Thursday, May 28, 2009

Counting the votes on Sotomayor

Counting the vote on Sotomayor

My firs bet on the Sotomayor nomination was, she gets confirmed 80-20. Now that I think it through, I'm guessing more like 70-30. I looked at the Senate roster and I just can't think of 20 Republicans who'll vote for her.

Traditionally, the President got the man (always a man) he wanted for the Supreme Court. There were exceptions, to be sure, like the Fortas-Haynsworth-Carswell trifecta of failure in 1968 and 1969. But it wasn't until Bork and Thomas that the modern high stakes circus atmosphere of confirmations became more or less permanent.

The Dems will be unanimous, including the occasionally unreliables (Ben Nelson). That's 58 to 59 yes votes, or 60 if both 1) Ted Kennedy is well enough to vote and 2) Franken is seated. Add Collins and Snowe from Maine and that's 60 votes even without Kennedy and Franken. So we're above the filibuster bar already and the rest is posturing.

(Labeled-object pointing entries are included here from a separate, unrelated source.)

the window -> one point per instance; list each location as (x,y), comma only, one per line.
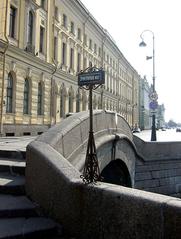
(26,97)
(78,101)
(56,13)
(107,58)
(71,58)
(55,47)
(9,94)
(30,28)
(99,51)
(64,20)
(79,34)
(64,51)
(90,63)
(72,30)
(85,39)
(78,62)
(42,33)
(12,22)
(40,99)
(43,4)
(85,62)
(62,103)
(90,44)
(95,48)
(70,101)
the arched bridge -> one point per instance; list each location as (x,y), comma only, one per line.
(114,142)
(55,162)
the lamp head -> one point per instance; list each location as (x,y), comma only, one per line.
(142,44)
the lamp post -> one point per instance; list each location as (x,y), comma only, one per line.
(154,99)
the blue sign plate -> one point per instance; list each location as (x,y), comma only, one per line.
(153,105)
(91,78)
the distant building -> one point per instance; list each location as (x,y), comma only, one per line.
(43,45)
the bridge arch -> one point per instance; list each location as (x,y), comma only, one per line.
(116,172)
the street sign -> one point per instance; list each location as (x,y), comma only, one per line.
(153,105)
(153,96)
(91,78)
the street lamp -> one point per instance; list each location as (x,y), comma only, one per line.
(154,95)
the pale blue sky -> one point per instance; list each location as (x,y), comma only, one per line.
(125,20)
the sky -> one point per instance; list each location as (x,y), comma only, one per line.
(125,20)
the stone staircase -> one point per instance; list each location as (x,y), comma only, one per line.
(19,217)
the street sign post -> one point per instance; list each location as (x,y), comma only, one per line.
(153,105)
(90,79)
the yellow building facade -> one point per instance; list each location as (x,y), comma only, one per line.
(43,46)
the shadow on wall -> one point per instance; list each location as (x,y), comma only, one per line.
(116,172)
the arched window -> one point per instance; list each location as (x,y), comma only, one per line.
(26,97)
(9,94)
(40,99)
(62,102)
(71,97)
(78,101)
(30,28)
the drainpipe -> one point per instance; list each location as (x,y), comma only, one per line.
(3,74)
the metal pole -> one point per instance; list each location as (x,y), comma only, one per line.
(153,130)
(3,74)
(91,172)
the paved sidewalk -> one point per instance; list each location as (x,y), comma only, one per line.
(15,143)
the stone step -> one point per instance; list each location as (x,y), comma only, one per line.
(33,227)
(16,206)
(12,184)
(12,165)
(13,154)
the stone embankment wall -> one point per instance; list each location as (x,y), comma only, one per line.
(100,210)
(159,168)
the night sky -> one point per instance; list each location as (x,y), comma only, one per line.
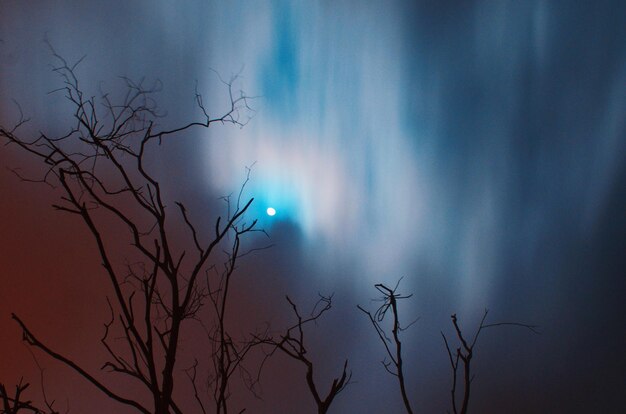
(474,149)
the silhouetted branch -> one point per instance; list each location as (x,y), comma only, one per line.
(393,347)
(292,343)
(464,354)
(100,168)
(15,403)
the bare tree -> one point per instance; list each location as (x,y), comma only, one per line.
(100,167)
(293,344)
(15,403)
(393,347)
(464,354)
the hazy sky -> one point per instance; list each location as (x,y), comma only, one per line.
(474,148)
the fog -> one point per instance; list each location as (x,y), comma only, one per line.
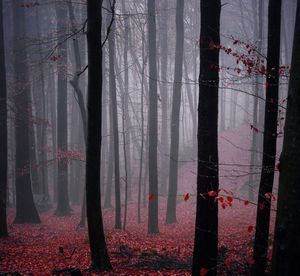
(150,149)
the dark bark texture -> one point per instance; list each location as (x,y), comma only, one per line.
(206,229)
(269,140)
(25,208)
(3,133)
(286,254)
(99,254)
(153,177)
(173,171)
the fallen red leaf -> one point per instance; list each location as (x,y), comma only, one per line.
(150,197)
(203,271)
(186,197)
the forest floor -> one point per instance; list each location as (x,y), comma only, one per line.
(56,244)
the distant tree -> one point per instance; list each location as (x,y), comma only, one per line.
(206,227)
(163,23)
(176,102)
(99,254)
(63,208)
(3,132)
(261,241)
(25,208)
(286,254)
(114,114)
(153,177)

And the GOP is all about the posturing these days. Sotomayor can cross anyone off the list who either has national ambitions (DeMint, Ensign, Thune) or is worried about a primary back home (Vitter, Murkowski, Bob Bennett of Utah, maybe even McCain?). Grassley was a no vote in Sotomayor in 1998 and my guess is he's more worried about tending to his base than he is about the general election.

But Sotomayor could still pick up a few GOP votes. The four retirees--Voinovich, Gregg, Bond and Martinez--have nothing to lose, and I say she gets them. That's 64 to 66 votes. Dick Lugar and Orrin Hatch are old-school senators of the pre-Bork school. Let's call that 66 to 68 votes.

Then there's some wild cards:

Kay Bailey Hutchison is an exception to the primary rule. Normally one would worry about the right flank, but she simply has no room to maneuver to the right of Secession Rick Perry in the Texas governor's primary. She may think ahead to the general, with an eye to female and Hispanic votes.

Lamar Alexander is approachable on nominations and a decade past his national ambitions, but his spot in party leadership makes him iffy.

Lindsey Graham is feuding with colleague Jim DeMint and even though he's very, very conservative has an occasional reasonable streak.

Let's give Sotomayor two of three wild cards. That's 68 to 70 votes.

My prediction: a 69 to 29 roll call. Dems lose one vote, either Kennedy or Franken, to absence. GOP loses one vote: by the time it gets to the floor Jim Bunning will have been forced out of his re-election race and will quit coming to work just to spite Mitch McConnell.

1 comment:

Leah Texas4Obama said...

Sen. Byrd has recently been released from the hospital and might miss the senate confirmation vote as well as Sen. Kennedy.

Lugar, Martinez, Snowe have stated that they will vote 'yes'.

McConnnell, Bennett, Bunning, Roberts, Inhofe, Brownback -- have all said they will vote 'no'.